By Tim Carrithers, Photography by Bimota

The Bimota badge has stood for many things since Valero Bianchi, Giuseppe Morri and some guy named Massimo Tamburini merged the first two letters of their last names to create it. Exclusivity. Individuality. Eccentricity. Joyous excess. The DB5S is all that. But if you hold your head just right and squint, there's a glint of sporting practicality in there too-more than you might expect from a $26,000 limited-production Italian wrist rocket. But like most adjectives, practicality is relative. Wielded with sufficient skill and the right inflection, it's surprisingly powerful. Especially when you're trying to coerce S. Claus into rolling one of these into your living room on Christmas morning.

Compared to a Diavolo Rosso or 1098R, it's a bargain. Okay, so it's also almost $10,000 more than a standard 1198 and not nearly as fast. Who cares? You'll meet a few dozen 1198s on any stretch of twisty pavement before seeing another DB5. Why? It's tragically underrated, and skewed toward the attainable end of any International Exotica Continuum. Most well-off sportbike fans cue up and go straight to the top of the food chain: DB7, DB6R, DB6 Delirio and maybe DB5R on a slow day at the office. That's sad, because to anyone lucky enough to have flung one through a series of bends, the simplest Bimota just might be the best.

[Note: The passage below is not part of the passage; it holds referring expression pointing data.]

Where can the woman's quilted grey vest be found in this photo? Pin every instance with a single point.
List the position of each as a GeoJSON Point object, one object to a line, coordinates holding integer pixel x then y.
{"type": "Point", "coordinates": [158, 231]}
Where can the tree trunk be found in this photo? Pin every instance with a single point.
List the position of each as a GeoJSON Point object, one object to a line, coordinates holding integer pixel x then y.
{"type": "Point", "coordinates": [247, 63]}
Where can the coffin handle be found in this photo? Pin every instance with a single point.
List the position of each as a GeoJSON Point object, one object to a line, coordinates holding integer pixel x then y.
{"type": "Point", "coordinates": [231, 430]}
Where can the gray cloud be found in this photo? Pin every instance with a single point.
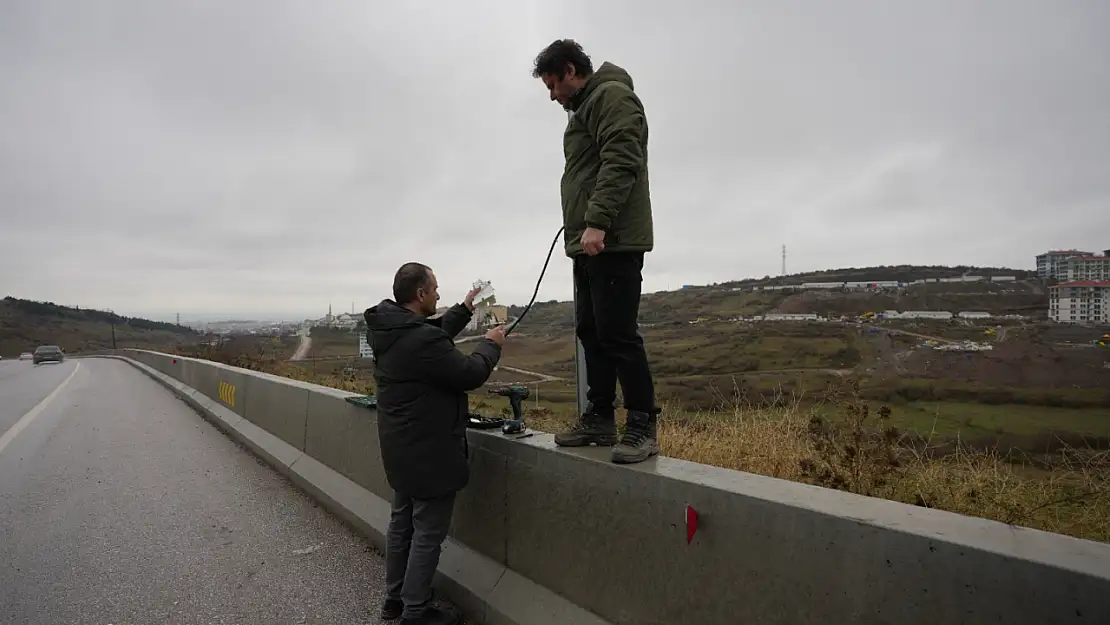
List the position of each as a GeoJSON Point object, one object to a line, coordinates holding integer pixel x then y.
{"type": "Point", "coordinates": [272, 157]}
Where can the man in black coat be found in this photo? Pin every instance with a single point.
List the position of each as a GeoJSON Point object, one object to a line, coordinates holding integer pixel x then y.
{"type": "Point", "coordinates": [422, 414]}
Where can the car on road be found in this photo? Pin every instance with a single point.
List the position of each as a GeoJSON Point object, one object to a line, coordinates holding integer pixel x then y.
{"type": "Point", "coordinates": [44, 353]}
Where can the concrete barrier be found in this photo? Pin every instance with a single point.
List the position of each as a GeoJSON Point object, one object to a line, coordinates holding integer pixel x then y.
{"type": "Point", "coordinates": [585, 540]}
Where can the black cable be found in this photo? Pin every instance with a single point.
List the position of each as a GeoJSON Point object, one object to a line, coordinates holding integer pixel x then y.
{"type": "Point", "coordinates": [534, 293]}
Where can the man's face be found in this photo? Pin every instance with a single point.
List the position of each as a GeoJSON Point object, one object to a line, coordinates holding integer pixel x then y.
{"type": "Point", "coordinates": [562, 89]}
{"type": "Point", "coordinates": [429, 296]}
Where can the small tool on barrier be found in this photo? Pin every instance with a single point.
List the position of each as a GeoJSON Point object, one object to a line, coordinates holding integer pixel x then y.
{"type": "Point", "coordinates": [516, 394]}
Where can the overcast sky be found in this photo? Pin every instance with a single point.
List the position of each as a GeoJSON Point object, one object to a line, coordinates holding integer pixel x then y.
{"type": "Point", "coordinates": [271, 157]}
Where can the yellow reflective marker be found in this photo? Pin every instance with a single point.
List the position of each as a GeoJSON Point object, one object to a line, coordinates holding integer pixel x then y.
{"type": "Point", "coordinates": [228, 393]}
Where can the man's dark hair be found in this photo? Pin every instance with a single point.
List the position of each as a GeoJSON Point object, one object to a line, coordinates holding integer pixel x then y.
{"type": "Point", "coordinates": [410, 279]}
{"type": "Point", "coordinates": [554, 59]}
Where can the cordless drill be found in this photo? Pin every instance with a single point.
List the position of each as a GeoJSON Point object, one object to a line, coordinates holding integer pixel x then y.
{"type": "Point", "coordinates": [516, 394]}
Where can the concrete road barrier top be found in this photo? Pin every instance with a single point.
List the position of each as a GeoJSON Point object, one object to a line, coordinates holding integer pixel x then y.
{"type": "Point", "coordinates": [613, 540]}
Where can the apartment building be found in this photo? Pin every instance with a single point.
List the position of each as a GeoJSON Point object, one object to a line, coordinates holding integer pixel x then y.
{"type": "Point", "coordinates": [1083, 301]}
{"type": "Point", "coordinates": [1053, 265]}
{"type": "Point", "coordinates": [1096, 268]}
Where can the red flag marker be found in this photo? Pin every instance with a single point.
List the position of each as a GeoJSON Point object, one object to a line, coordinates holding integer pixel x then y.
{"type": "Point", "coordinates": [690, 523]}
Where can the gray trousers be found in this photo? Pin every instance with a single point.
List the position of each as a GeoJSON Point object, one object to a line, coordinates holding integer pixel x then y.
{"type": "Point", "coordinates": [417, 528]}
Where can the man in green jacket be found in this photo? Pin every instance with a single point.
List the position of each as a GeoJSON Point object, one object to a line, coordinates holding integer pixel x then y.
{"type": "Point", "coordinates": [607, 217]}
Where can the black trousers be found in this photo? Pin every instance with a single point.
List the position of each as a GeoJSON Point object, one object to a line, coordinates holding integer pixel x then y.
{"type": "Point", "coordinates": [608, 289]}
{"type": "Point", "coordinates": [417, 528]}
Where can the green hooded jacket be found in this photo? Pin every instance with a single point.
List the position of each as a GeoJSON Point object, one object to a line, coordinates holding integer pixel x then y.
{"type": "Point", "coordinates": [605, 180]}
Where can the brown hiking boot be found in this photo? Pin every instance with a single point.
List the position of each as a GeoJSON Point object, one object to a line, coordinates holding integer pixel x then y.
{"type": "Point", "coordinates": [639, 441]}
{"type": "Point", "coordinates": [591, 429]}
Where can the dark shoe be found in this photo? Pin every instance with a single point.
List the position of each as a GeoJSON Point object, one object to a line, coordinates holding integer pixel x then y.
{"type": "Point", "coordinates": [432, 616]}
{"type": "Point", "coordinates": [591, 429]}
{"type": "Point", "coordinates": [639, 441]}
{"type": "Point", "coordinates": [392, 610]}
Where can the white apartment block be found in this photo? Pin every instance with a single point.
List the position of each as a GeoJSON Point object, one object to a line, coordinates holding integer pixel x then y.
{"type": "Point", "coordinates": [1055, 264]}
{"type": "Point", "coordinates": [1096, 268]}
{"type": "Point", "coordinates": [1085, 301]}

It's all about balance. Ducati's venerable air-cooled 1078cc twin will not punt you into the next corner with the steam-catapult urgency of, say, a 1098R. But it will lay down a steady stream of midrange torque through the most deliciously convoluted corners on your map. When housed in Bimota's sharp-steering fusion of mitered steel tubes and billet-aluminum side-plates, the Desmodue lump turns that torque into enough cornering speed to leave infidels on overpowered Japanese literbikes wondering, "What was that thing?"

Slotting in just below the more warlike monoposto DB5R, the S evolved from Bimota's DB5 Mille. Weighing in at an alleged 392 pounds dry-19 lbs. heavier than the R-it comes with all the right stuff: fully adjustable 50mm Marzocchi fork followed by an Extreme Tech shock complete with remote spring-preload adjuster. On top of that, you have actual passenger accommodations. That's handy for carrying the occasional passenger, and crucial if said passenger's name appears next to yours on a joint checking account. Even if you never go farther than Starbucks two-up, one chunk of upholstered foam and two aluminum pillion pegs just might make the difference between deal and no deal when Santa's cursor comes to your name on the naughty/nice spreadsheet.